George Vernon Russell, an award-winning architect whose projects ranged from a mobile battlefield headquarters for Gen. Dwight D. Eisenhower to the master plan for UC Riverside, has died.
His son, Colin Russell, said this week that his father was 83 when he died at his Pasadena home March 17.
In a career that spanned five decades, Russell’s credits ranged from such World War II projects as Eisenhower’s posh two-unit rolling headquarters and air bases in Ireland and England to the 1976 three-story, 56,000-square-foot addition to the Los Angeles County Museum of Natural History in Exposition Park.
In intervening years he won awards for excellence at the 1953 Berlin Trade Fair for the design of the Republic Supply Co. building in San Leandro, Calif.; was named president in 1958 of the Southern California Chapter of American Institute of Architects, and that same year captured the national Church Architectural Guild of America’s first prize for a chapel he designed at Cate School in Carpinteria.
Born in San Bernardino, Russell had intended to become a bridge designer.
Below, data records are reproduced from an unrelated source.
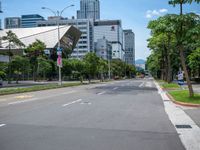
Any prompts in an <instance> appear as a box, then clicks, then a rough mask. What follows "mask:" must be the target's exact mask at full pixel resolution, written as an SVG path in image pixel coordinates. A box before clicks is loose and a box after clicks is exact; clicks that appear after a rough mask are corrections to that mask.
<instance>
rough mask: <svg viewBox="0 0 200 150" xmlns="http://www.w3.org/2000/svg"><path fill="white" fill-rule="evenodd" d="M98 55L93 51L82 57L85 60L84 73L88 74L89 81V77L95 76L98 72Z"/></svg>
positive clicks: (94, 76) (84, 60)
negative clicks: (84, 69)
mask: <svg viewBox="0 0 200 150" xmlns="http://www.w3.org/2000/svg"><path fill="white" fill-rule="evenodd" d="M99 59H100V58H99V57H98V56H97V55H96V54H95V53H92V52H90V53H88V54H86V55H85V57H84V58H83V61H84V62H85V73H86V74H87V76H88V80H89V82H90V81H91V77H93V78H94V77H95V76H96V74H97V73H98V66H99Z"/></svg>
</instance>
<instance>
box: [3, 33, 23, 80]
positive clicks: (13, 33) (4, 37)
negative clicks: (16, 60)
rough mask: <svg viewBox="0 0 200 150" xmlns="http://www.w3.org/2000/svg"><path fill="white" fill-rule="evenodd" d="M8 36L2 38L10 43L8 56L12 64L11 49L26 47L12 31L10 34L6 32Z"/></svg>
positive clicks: (10, 71)
mask: <svg viewBox="0 0 200 150" xmlns="http://www.w3.org/2000/svg"><path fill="white" fill-rule="evenodd" d="M6 34H7V35H6V36H3V37H2V40H4V41H8V50H9V52H8V56H9V62H11V57H12V55H13V54H12V52H11V47H16V46H19V47H24V46H25V45H24V44H23V43H22V42H21V41H20V40H19V38H18V37H17V35H16V34H15V33H13V32H12V31H11V30H9V31H8V32H6ZM8 71H9V73H8V83H10V82H11V68H10V66H9V67H8Z"/></svg>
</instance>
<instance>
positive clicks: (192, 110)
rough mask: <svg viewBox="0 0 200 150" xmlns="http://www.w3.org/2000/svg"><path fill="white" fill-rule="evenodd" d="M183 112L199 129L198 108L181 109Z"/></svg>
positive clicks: (199, 119)
mask: <svg viewBox="0 0 200 150" xmlns="http://www.w3.org/2000/svg"><path fill="white" fill-rule="evenodd" d="M183 110H184V112H185V113H186V114H187V115H189V116H190V117H191V118H192V120H193V121H194V122H195V123H196V124H197V125H198V126H199V127H200V108H186V107H184V108H183Z"/></svg>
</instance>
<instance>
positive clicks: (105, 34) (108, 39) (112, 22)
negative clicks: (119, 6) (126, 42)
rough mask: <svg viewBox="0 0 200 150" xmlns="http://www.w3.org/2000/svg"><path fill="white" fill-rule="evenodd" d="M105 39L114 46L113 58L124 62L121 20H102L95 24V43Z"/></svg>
mask: <svg viewBox="0 0 200 150" xmlns="http://www.w3.org/2000/svg"><path fill="white" fill-rule="evenodd" d="M103 37H105V39H107V40H108V41H109V43H111V46H112V58H113V59H121V60H123V61H124V49H123V29H122V25H121V20H101V21H95V22H94V42H97V40H98V39H101V38H103Z"/></svg>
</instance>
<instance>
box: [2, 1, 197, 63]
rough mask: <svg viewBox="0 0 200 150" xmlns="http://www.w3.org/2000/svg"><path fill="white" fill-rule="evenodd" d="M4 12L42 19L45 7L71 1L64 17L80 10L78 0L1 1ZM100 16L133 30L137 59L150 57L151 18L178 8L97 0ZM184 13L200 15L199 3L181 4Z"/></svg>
mask: <svg viewBox="0 0 200 150" xmlns="http://www.w3.org/2000/svg"><path fill="white" fill-rule="evenodd" d="M1 2H2V10H3V12H4V13H3V14H0V18H1V19H2V20H3V19H4V18H5V17H20V16H21V15H24V14H40V15H42V16H44V17H45V18H46V17H48V16H52V14H51V13H50V12H49V11H47V10H42V9H41V7H43V6H45V7H48V8H51V9H52V10H55V11H57V10H62V9H63V8H64V7H66V6H69V5H71V4H74V5H75V6H74V7H71V8H68V9H67V10H66V11H65V12H64V13H63V17H68V18H71V17H72V16H75V17H76V11H77V10H79V9H80V0H56V1H54V0H1ZM100 8H101V19H102V20H103V19H106V20H108V19H120V20H122V27H123V29H132V30H133V32H134V33H135V38H136V39H135V44H136V47H135V48H136V59H145V60H146V57H148V56H149V54H150V50H149V49H148V48H147V39H148V38H149V37H150V31H149V30H148V29H147V28H146V27H147V25H148V22H149V21H150V20H153V19H156V18H158V17H159V16H163V15H165V14H167V13H178V12H179V7H178V6H176V7H173V6H171V5H168V0H100ZM184 12H185V13H188V12H195V13H197V14H200V4H196V3H193V4H192V5H184Z"/></svg>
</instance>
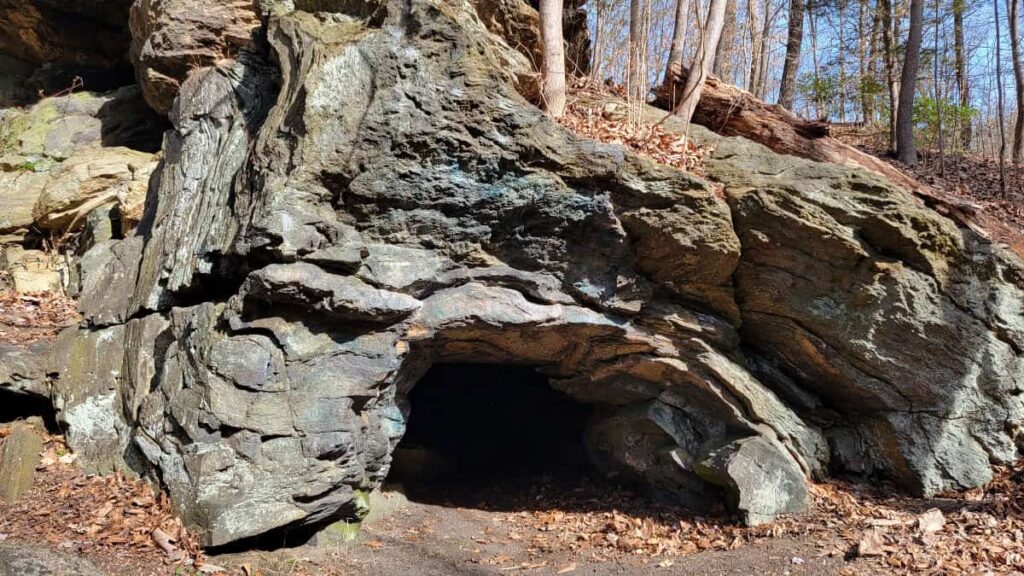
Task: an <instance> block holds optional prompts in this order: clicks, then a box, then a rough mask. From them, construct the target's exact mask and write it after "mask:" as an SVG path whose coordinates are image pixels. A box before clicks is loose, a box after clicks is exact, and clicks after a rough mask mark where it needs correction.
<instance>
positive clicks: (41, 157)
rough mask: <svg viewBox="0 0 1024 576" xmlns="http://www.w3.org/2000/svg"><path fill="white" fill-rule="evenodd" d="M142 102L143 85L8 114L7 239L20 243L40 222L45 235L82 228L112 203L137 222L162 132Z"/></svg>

But a year at Caltech proved discouraging and he transferred to the architecture school at the University of Seattle. He also studied in Europe and North Africa before returning to the United States where he worked as a draftsman/designer in New York.
Russell returned to California in 1933 and worked as a set designer in Hollywood and, at the outbreak of World War II, moved to London, where his commissions grew.
After the war he settled in Pasadena, where he worked for many years, and taught at USC.
In addition to his son, he is survived by his wife, Dorothy, another son, Ian, a daughter, Kirsty and two grandsons. Services will be private and donations in his name are asked to the Southwest Museum.